Saya yakin, ia tak bermaksud mencatat namanya dengan tinta emas di lembar sejarah. Ia hanya ingin menyatakan sesuatu di hadapan tembok kuasa yang setiap saat bisa abai pada apapun yang hendak disampaikannya. Aksinya memang heboh. Semua orang sedih. Dan pesannya dengan segera mendengung di telinga banyak orang bahwa ada sesuatu yang salah di negeri ini. Anak-anak muda lahir dengan kecemasan tentang nasib bangsa ke depan, sementara barisan tua tetap setia menimbun kekayaan dari hasil bumi bangsa ini. Anak-anak muda hidup dengan kecemasan hendak bekerja dan hidup di mana, sementara generasi tua sibuk merusak tubuh bangsa ini.

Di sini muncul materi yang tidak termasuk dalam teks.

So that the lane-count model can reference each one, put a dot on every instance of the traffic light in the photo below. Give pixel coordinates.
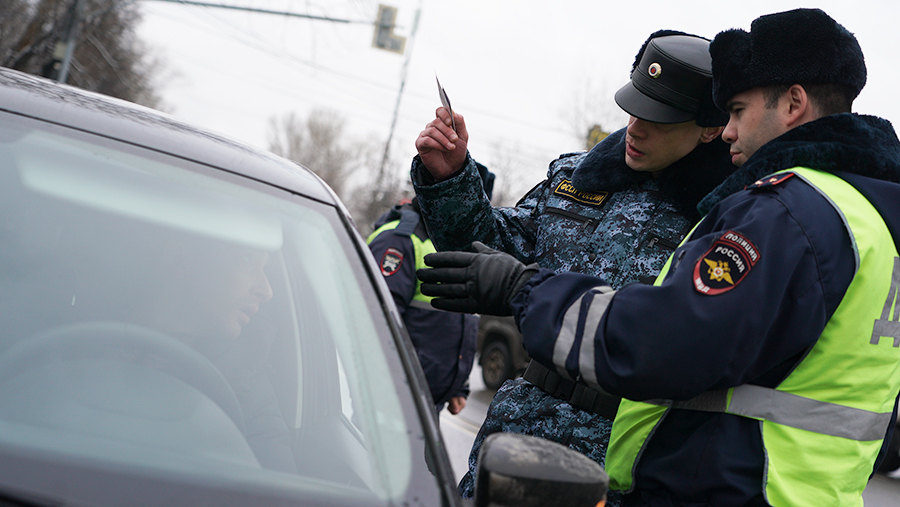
(384, 31)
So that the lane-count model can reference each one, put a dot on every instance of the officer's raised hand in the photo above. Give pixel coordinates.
(443, 150)
(483, 282)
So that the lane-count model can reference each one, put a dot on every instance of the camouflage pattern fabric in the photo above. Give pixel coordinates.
(623, 232)
(520, 407)
(622, 236)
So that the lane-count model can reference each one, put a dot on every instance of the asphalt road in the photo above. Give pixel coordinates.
(459, 432)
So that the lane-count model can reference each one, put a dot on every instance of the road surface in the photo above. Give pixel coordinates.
(459, 433)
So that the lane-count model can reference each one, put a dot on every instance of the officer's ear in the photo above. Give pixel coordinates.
(710, 133)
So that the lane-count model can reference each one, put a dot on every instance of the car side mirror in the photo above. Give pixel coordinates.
(517, 470)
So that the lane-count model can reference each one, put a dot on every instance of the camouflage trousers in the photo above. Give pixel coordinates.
(521, 407)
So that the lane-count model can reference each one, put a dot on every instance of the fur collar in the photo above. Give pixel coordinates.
(685, 182)
(864, 145)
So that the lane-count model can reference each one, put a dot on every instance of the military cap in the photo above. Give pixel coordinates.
(671, 81)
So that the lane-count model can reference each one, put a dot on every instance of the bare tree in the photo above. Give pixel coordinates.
(377, 188)
(318, 142)
(593, 108)
(108, 57)
(509, 186)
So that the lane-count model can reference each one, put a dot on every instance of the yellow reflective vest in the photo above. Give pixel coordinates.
(823, 425)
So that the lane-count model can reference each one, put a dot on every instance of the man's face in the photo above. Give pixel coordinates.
(751, 124)
(230, 285)
(652, 147)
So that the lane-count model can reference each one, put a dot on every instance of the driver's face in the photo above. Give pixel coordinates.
(230, 285)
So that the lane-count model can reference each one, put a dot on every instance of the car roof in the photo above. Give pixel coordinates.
(46, 100)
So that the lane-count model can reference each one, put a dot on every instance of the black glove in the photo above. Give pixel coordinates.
(483, 282)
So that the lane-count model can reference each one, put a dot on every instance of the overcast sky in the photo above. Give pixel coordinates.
(518, 70)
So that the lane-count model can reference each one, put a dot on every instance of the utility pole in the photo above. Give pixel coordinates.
(412, 36)
(58, 69)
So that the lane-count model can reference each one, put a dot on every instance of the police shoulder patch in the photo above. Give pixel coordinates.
(725, 264)
(391, 261)
(566, 189)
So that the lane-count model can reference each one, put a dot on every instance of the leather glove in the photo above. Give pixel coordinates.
(483, 282)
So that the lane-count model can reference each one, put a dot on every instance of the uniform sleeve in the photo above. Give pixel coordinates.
(457, 212)
(395, 256)
(741, 303)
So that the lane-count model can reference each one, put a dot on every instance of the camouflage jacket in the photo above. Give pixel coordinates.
(592, 214)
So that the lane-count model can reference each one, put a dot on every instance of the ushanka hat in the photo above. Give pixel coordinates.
(802, 46)
(671, 81)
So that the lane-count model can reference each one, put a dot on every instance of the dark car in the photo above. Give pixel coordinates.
(189, 321)
(500, 351)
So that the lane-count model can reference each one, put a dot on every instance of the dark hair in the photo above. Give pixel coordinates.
(826, 98)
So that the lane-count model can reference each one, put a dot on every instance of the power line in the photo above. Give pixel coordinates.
(267, 11)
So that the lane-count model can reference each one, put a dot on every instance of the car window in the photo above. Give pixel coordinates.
(166, 317)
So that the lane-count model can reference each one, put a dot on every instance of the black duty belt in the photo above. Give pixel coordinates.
(576, 393)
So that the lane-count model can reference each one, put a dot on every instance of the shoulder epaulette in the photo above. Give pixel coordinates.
(770, 181)
(409, 219)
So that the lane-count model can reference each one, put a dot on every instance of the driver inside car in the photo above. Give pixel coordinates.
(206, 293)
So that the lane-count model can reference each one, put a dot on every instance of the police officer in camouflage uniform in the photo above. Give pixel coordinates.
(617, 212)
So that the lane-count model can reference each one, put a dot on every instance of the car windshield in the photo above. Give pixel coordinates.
(164, 319)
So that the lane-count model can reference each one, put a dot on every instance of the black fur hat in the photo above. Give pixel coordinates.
(685, 74)
(802, 46)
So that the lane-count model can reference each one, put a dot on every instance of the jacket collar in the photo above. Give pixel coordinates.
(685, 182)
(864, 145)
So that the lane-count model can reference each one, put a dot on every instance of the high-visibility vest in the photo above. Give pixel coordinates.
(421, 249)
(823, 426)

solidaritas atas Sondang di Jakarta |
Sondang memang tewas. Tapi ia tidak benar-benar tewas. Misi suci para mahasiswa idealis telah ditunaikannya. Ia menyandang tugas martir sebagaimana pernah disandang Rasul ketika menumbangkan kepongahan dan keserakahan. Semangatnya ibarat cahaya lilin yang mengarahkan ke mana hendak bergerak. Ia sedang menyulut nyala revolusi pada negeri-negeri yang rakyatnya tertindas. Ia berteriak dengan segala daya hingga melepaskan tubuh yang dimilikinya. Tapi mungkinkah ia sedang tersenyum di sana saat melihat seluruh anak bangsa sedang menyadari bahwa negeri ini sudah tiba pada titik kritis? Mungkinkah ia sedang menjelmakan dirinya sebagai malaikat yang sedang sedih melihat gerak bangsa ini?